In his book, After The Future, Tim Flannery, describe how Australia came to have its current environment and climate. He also looks at some of the implications of this long-term mismanagement. He discusses its results in particular relation to extinction of animal species in Australia, and what it portends for the future of our environment and the extinction of ever more species.

According to Flannery, when the first settlers landed in Australia, more than 40,000 years ago, the land was swarming with many giant species of animals: kangaroos, wombats, snakes, birds, turtles, and so on. The palaeontological record shows that these new settlers rapidly hunted those giant animals to extinction, causing drastic changes to the vegetation, nutrient cycling, the intensity and occurrence of bushfires, and ultimately, the climate of our land. In his previous book, The Future Eaters, Flannery discusses this practice, and its results, in much more detail, and much more convincingly and coherently, than I can here in this short essay. Although both of Flannery’s books are a little out-of-date, they are must-reads for anyone who cares about Australia’s environmental issues and how many of them came to be.

When the first European settlers landed in Australia, some 200 or so years ago, they continued this ravishing of the land, causing the extinction of many more species by hunting, elimination of troublesome species and the introduction of European animals and farming practices. With the growth of Australia as an industrialised country, and also by our supplying the needs of other industrialised countries with coal, iron ore and other natural resources, this horrendous damage to the environment, animal life, and climate has continued.

Since Australia has been separated from the mainlands of Asia and Africa for some 40 million years, the animals and plants here have not only evolved new forms of the animals and plants found in those areas, but have also evolved many completely new species which occur nowhere else in the world. When this distinctive, indeed unique, ecology and animal life becomes extinct, it ceases to exist anywhere in the world. There is no pool of those animals or plants elsewhere from where the species can be reintroduced. Once they are lost to Australia, they are lost to the world.
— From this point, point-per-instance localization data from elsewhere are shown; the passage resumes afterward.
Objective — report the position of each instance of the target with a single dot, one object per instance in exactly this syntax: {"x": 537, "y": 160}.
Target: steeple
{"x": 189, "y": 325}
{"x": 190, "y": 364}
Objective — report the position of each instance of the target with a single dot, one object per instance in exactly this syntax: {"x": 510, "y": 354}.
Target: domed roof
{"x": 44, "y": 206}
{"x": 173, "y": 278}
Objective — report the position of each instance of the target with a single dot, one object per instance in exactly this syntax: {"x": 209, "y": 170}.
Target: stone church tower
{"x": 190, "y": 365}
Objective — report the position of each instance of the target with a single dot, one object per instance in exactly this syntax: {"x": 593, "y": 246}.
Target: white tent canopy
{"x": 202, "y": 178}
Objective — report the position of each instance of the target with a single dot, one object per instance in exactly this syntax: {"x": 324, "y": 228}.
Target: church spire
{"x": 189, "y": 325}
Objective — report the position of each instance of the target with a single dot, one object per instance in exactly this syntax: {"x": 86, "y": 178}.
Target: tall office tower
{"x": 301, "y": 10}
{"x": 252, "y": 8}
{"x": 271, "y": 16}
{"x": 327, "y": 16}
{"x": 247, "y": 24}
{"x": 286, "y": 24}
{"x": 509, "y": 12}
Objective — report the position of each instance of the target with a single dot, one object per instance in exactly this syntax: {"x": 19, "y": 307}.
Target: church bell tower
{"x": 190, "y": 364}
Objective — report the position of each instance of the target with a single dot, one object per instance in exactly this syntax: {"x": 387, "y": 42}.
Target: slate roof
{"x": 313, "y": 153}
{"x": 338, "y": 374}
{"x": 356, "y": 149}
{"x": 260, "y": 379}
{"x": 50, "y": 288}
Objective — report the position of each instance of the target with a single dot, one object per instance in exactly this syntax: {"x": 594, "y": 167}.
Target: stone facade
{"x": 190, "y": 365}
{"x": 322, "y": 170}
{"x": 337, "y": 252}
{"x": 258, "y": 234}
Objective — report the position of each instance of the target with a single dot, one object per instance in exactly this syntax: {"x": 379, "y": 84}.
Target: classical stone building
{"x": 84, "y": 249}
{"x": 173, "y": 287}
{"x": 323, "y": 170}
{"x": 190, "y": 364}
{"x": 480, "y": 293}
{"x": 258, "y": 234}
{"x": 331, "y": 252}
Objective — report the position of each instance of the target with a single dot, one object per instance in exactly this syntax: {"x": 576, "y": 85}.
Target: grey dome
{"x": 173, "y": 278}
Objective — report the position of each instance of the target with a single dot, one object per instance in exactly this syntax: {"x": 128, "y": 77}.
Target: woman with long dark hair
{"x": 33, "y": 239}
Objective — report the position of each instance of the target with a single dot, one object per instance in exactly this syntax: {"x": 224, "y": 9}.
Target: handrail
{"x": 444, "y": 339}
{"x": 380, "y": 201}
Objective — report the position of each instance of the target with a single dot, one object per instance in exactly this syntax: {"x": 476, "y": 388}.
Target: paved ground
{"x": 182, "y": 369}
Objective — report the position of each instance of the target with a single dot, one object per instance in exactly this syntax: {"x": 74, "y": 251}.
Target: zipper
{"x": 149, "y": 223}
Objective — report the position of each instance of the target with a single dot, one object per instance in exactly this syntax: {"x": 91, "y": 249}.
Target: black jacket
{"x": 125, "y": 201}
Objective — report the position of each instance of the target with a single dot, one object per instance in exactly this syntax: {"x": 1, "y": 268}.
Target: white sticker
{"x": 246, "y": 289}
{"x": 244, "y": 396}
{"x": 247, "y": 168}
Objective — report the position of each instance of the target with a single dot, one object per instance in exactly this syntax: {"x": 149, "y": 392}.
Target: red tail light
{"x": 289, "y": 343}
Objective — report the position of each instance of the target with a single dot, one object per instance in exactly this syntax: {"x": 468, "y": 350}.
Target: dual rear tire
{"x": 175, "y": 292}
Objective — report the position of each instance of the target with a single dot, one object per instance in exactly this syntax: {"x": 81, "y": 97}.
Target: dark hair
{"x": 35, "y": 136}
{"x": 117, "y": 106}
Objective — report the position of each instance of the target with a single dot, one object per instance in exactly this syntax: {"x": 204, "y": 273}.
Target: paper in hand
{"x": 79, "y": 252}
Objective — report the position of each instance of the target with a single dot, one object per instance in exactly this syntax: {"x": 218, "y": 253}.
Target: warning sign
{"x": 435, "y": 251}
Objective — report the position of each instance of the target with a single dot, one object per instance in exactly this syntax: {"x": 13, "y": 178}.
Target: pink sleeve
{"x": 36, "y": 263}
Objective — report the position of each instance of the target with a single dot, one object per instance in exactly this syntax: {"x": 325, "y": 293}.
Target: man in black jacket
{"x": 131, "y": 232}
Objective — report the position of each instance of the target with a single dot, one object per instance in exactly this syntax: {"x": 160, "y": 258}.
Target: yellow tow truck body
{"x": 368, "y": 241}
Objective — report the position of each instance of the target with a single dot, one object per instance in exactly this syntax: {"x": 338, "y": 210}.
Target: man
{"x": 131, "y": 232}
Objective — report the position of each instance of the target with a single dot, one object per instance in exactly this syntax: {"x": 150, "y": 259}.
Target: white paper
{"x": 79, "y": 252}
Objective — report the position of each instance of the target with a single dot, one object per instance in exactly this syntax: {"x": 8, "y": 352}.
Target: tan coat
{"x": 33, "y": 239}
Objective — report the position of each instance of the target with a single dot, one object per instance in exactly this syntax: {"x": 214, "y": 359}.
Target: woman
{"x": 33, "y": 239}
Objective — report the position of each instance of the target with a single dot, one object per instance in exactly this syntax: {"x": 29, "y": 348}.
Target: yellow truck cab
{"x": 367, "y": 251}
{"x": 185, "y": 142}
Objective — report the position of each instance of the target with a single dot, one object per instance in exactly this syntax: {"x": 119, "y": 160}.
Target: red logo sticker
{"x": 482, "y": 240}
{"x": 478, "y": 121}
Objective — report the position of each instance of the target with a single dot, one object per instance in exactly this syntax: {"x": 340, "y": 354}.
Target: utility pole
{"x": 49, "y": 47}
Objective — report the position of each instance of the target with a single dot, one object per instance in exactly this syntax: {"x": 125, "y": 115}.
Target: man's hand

Of course, Australia is just one small country in a very big world. We can try to clean up our own backyard, but we are dependent on other countries cleaning up theirs as well, or all will come to nothing. Unfortunately, the issue of environmental rehabilitation has become very political. Some countries won’t do their part for political or ideological reasons, although some of them are beginning to realise that we all do have a big problem that must override politics. Unfortunately, too, there are countries who can’t afford to change their ways. These are countries whose whole economy is based on out-dated, obsolete, polluting, fossil-fuel-using industries that they cannot afford to modernise, and cannot afford to abandon. This is where international co-operation must come into play, with richer countries, like Australia, helping their poorer neighbours in need. Note, also that Australia is providing some of those countries with the coal to power their environmentally-damaging industries. We shall have to give up some monetary gains if we are to be consistent in our environmental policies and practices. Which is another prickly political issue.

It is important to remember, too, that the ecology and environment we are trying to save today is not Australia’s original ecology and environment. It is the result of more than 30,000 years of human abuse of Nature.

So what do we do? Do we try to turn the clock back, and if so, by a mere 200 odd years, or more than 40,000? Neither seems all that feasible, so perhaps we should just make the effort to see it doesn’t get any worse. That might not be very satisfying, but it would be much better than letting things get worse. Whatever we do, wherever we aim, we all have to do something, or our children and their children will end up in a world where life will become far less pleasant, and probably much more deadly and desperate. We have to choose the world we want them to have, and do something towards getting it, now.

References:

Flannery, T. (2002). The Future Eaters: An Ecological History Of The Australasian Lands And People. Grove Press, Australia.

Flannery, T. (2012). After The Future: Australia’s New Extinction Crisis. Quarterly Essay 48, Black Inc., Collingwood, Victoria, Australia.